Inside inconspicuous Building 4605 at NASA’s Marshall Space Flight Center in Huntsville, Alabama, Todd Schneider is preparing to switch on the sun.
He moves surely in a laboratory crowded by computers and instruments, along short alleys of racks and gear that surround the High Intensity Solar Environment Test system, or HISET. The heavy steel door on the HISET chamber is a doorway to space: This is the only place on Earth where spacecraft systems and materials can, at the same time, be subjected to the vacuum, temperatures, solar photons and to the electrons and protons of solar winds like they will encounter in space.
“Space doesn’t just throw one thing at you at a time and let you deal with it,” says Schneider, a physicist in the Environmental Effects Branch of Marshall’s Materials and Processes laboratory. “Space throws heat, it throws cold, it throws radiation, UV, plasma and more, all at one time. And there are synergistic effects.”
Today, he and his team are preparing HISET for an upcoming test.
“Turn on master power,” he says into a handheld radio, and someone in a nearby control room throws the switch. The hum of three power supplies begins rising in the lab, along with the whoosh of cooling fans and rushing air. Each is connected to a pressurized xenon arc lamp.
Schneider stands at a computer behind a smoked gray polycarbonate shield on the side of the metal “cage” holding the lights. He makes few keystrokes then, with the click of a mouse on the screen, there is a loud “CRACK!” and a brilliant flash as electricity is sent to the arc lamps. Another crackle and flash, and then another, and the HISET chamber suddenly seems almost to disappear into the intense, continuous brightness.
HISET’s door is outfitted with thick glass ports to let in light from the arc lamps or other sources. Researchers can place a test object inside the 4-by-8-foot, cryogenically cooled vacuum chamber, seal it and then focus carefully controlled “sunlight” and charged particles on the object as though it were in orbit around Earth, or Mercury, or Mars; as though it were traveling near the dim, cold edge of the solar system or nearing the blazing corona of the sun itself.
“Our team is all about simulating the space environment on the ground,” says Schneider, shutting down the lights. He works among NASA experts in ultraviolet, visible and infrared radiation, charged particles, the dust of lunar and other extraterrestrial environments such as Mars, the impact of micrometeoroids and orbital debris — everything that astronauts or equipment will encounter traveling in space, which is anything but empty.
Schneider is the principal investigator for HISET, which was created in part to test components of a Solar Wind Electrons Alphas and Protons sensor package for NASA’s Solar Probe Plus. That mission, planned for launch in 2018, will send a spacecraft closer to the sun than ever before — within about 3.9 million miles.
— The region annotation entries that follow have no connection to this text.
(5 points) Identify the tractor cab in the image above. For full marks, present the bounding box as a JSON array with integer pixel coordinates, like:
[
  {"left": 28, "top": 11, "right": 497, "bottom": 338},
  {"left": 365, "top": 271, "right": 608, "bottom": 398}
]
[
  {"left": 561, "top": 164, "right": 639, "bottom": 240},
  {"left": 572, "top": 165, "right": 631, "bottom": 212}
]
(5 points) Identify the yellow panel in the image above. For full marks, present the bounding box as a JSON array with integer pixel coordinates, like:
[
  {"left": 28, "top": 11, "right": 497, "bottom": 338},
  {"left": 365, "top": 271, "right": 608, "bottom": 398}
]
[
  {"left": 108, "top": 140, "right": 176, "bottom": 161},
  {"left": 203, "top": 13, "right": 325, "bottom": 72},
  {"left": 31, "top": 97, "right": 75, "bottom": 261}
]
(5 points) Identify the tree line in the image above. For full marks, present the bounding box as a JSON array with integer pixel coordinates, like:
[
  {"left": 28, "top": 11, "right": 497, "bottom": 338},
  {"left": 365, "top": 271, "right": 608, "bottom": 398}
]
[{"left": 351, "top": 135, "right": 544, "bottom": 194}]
The instrument payload must endure heat of about 2,500 degrees Fahrenheit (about 1,400 degrees Celsius) as well as streams of charged particles and blasts of radiation as it sends information back to Earth.
HISET’s unique capabilities are already being put to many other uses, including materials testing for the Lightweight Integrated Solar Array and Transceiver project at Marshall. LISA-T is a thin-film solar cell and antenna structure that would be stowed for launch and deployed in orbit to provide power and communication for small satellites without the need for solar tracking systems.
The NASA space environment expertise assembled here is used by the Department of Defense and other federal agencies; the Smithsonian Astrophysical Laboratory and other research organizations; and for commercial aerospace interests, such as makers of communications or other satellites. Schneider said that at any given time as much as half their testing is for commercial customers.
On the same day Schneider was working with HISET, a plasma chamber was being set up elsewhere in the building to test tether-plasma interactions for the Heliopause Electrostatic Rapid Transit System, or HERTS, also in development at Marshall. HERTS is a propellant-less concept that uses solar wind and an array of charged wires extending 20 kilometers (nearly 12.5 miles) outward from a spacecraft for propulsion.
The Space Environmental Effects team here also tests metals and materials used on the International Space Station, helping make it possible for a series of crews to live and work aboard the orbital laboratory continuously over the last 15 years — experience that is helping develop the knowledge and systems needed for astronauts to explore deep space and make our journey to Mars a reality.
“This is a one-stop shop for a whole suite of research,” Schneider says. “There is a wide, wide array of test capabilities here within a five-block radius.”
Many of the materials, instruments, components and spacecraft being tested are fragile to begin with, he said, and become more so as they are subjected to the radiation, temperatures and other conditions of simulated space. The less travel required for rounds of testing, the better for high-fidelity results, schedules and budgets.